C’est un homme qui répond à une sommation en prenant le
maquis".
Il est très rare que les gendarmes
arrivent tout seuls à leur fins. Quand on dit qu'un
bandit a été pris, c'est généralement parce qu'il a été
trahi.
Quand on raconte qu'un bandit a été tué par les
gendarmes, les gens haussent les épaules et rigolent en
disant: " il a du être tué après sa mort ! " .
Quand un Corse a été insulté, ou
pire, quand l'un des siens a été blessé ou tué, il donne
à choisir à son ennemi entre "una palla calda ou
un ferru freddu" (une balle chaude ou un fer
froid).
Jadis, une croix sur une porte était considérée comme le signe d'une menace de mort.
Quand il a un ennemi déclaré le
Corse doit choisir entre les trois S, Schioppo,
Stileto, Strada (fusil, stilet, fuite).
Généralement il prend les trois à la fois!.
Quand il entre en inimitié, le
Corse lance à son adversaire: "Guardati, mi guardo
!" (Garde-toi, je me garde). Dès cet instant la
promesse de mort est déclarée, non seulement entre les
deux hommes, mais aussi entre tous les membres des deux
familles. Seuls, les vieillards, les femmes et les
enfants ne participent pas à la vendetta, encore qu'on
ait vu des femmes prendre les armes dans certaines
circonstances. Ainsi, pour une insulte, une
histoire de propriété ou de bornage, le secours à un
ami, une histoire de femme... autant de raisons qui
peuvent paraître comme autant de révoltes contre
l'injustice, le Corse se met hors-la-loi et s'en va
habiter le palais vert, refuge inextricable de tous les
bandits.
Le bandit Corse est tour à tour,
l’ami et l’ennemi d’une population qui le craint ,
l'admire ou le respecte. Alors que le gendarme est
« l’étranger », le bandit « appartient » à la
communauté, même quand il est haï. Nourrir, loger,
protéger un bandit, c'est s'assurer ses services. Le
bandit d’honneur est opposé au bandit percepteur sans
qu’il soit réellement possible de les classer
respectivement dans telle ou telle catégorie. La
littérature romantique s’est emparée du mythe du
« bandit d’honneur ». La réalité est beaucoup plus
cruelle et parfois plus sordide.
Le nombre de crimes commis en
Corse est presque incroyable. On relève sur les
registres de la république, en l'espace de trente deux
ans (de 1683 à 1715) 28715 meurtres.
En 1588, on avait défendu les
armes à feu mais on imagina de vendre des autorisations
de port d'armes. Trois ans après cette interdiction,
sept mille fusils circulaient en Corse et ceux qui
étaient confisqués étaient aussitôt revendus. La même
arme pouvait ainsi être revendu huit à dix fois au même
individu.
Entre 1818 et 1852,
4646 meurtres sont commis
dans l’île, soit une moyenne annuelle de cent trente
assassinats. Pour la seule période comprise entre 1821
et 1846, on dénombre 200 homicides en moyenne par an.

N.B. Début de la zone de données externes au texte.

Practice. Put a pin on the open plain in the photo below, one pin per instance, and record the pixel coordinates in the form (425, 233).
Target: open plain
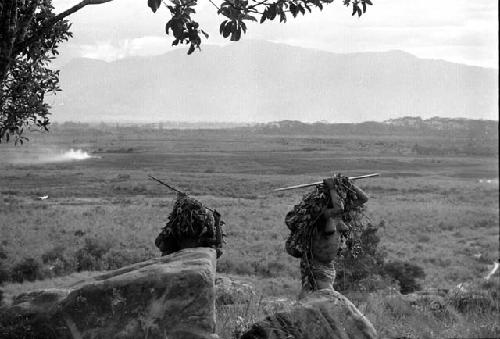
(436, 199)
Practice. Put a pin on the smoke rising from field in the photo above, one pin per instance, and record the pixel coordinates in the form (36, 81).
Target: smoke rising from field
(46, 156)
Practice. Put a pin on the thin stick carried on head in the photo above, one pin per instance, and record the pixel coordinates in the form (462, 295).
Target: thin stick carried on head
(320, 182)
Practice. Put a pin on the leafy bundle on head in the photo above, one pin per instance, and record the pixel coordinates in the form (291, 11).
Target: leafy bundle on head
(190, 224)
(303, 218)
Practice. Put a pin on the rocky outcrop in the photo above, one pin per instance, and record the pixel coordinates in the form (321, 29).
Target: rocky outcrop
(324, 314)
(171, 296)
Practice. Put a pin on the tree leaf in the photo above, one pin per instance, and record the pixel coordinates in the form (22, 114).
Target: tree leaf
(154, 5)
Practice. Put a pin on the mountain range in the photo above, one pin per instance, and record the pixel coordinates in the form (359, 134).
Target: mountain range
(257, 81)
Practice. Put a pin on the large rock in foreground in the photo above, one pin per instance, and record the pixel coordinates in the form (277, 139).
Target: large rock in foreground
(167, 297)
(325, 314)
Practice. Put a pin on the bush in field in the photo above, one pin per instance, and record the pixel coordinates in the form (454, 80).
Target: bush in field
(89, 257)
(4, 273)
(406, 274)
(58, 260)
(28, 269)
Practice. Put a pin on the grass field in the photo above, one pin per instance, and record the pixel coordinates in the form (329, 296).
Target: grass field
(438, 211)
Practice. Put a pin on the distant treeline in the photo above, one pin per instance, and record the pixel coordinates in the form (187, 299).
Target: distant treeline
(407, 126)
(415, 126)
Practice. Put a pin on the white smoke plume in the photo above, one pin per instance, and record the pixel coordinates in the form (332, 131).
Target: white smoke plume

Réfugiés dans les montagnes,
certains bandits assassinent en quasi toute impunité,
terrorisent et rançonnent les populations des villages,
parfois même les villes d'Ajaccio et Bastia. Si la
vendetta représente à elle seule une partie de la
violence en Corse, le statut de bandit permet à travers
une violence individuelle de se procurer un argent
facile. Les populations locales, en dépit de quelques
sympathies, subissent ce tribut criminel et ne se
trompent guère sur les ressorts qui animent ces hommes
en les nommant : « I Percetori » (les
percepteurs). La position de bandit est même une source
d’influence dans la société insulaire où la justice a
toujours été considérée comme inefficace ou
insuffisante.
C'est
la raison pour laquelle l'administration décide qu'il
convient d'opposer aux bandits non plus une police
continentale mais une force indigène. Le gouvernement
décide de mettre sur pied un bataillon de voltigeurs
corse fort de 400 hommes armés et devant exercer une
fonction d'auxiliaires dans le maintien de l'ordre. Ce
bataillon sera institué par une ordonnance royale du 23
décembre 1822.
Composé uniquement d’insulaires volontaires dont
certains ont choisi de faire partie dans le but inavoué
de régler leurs comptes en toute impunité, ce corps de
voltigeurs se révèle
plus redoutable que les gendarmes mais les excès qui s'ensuivent conduisent à sa
dissolution en 1850 et il sera remplacé par la création
d'un bataillon de gendarmes mobiles dans lequel
choisissent de s'engager de nombreux voltigeurs.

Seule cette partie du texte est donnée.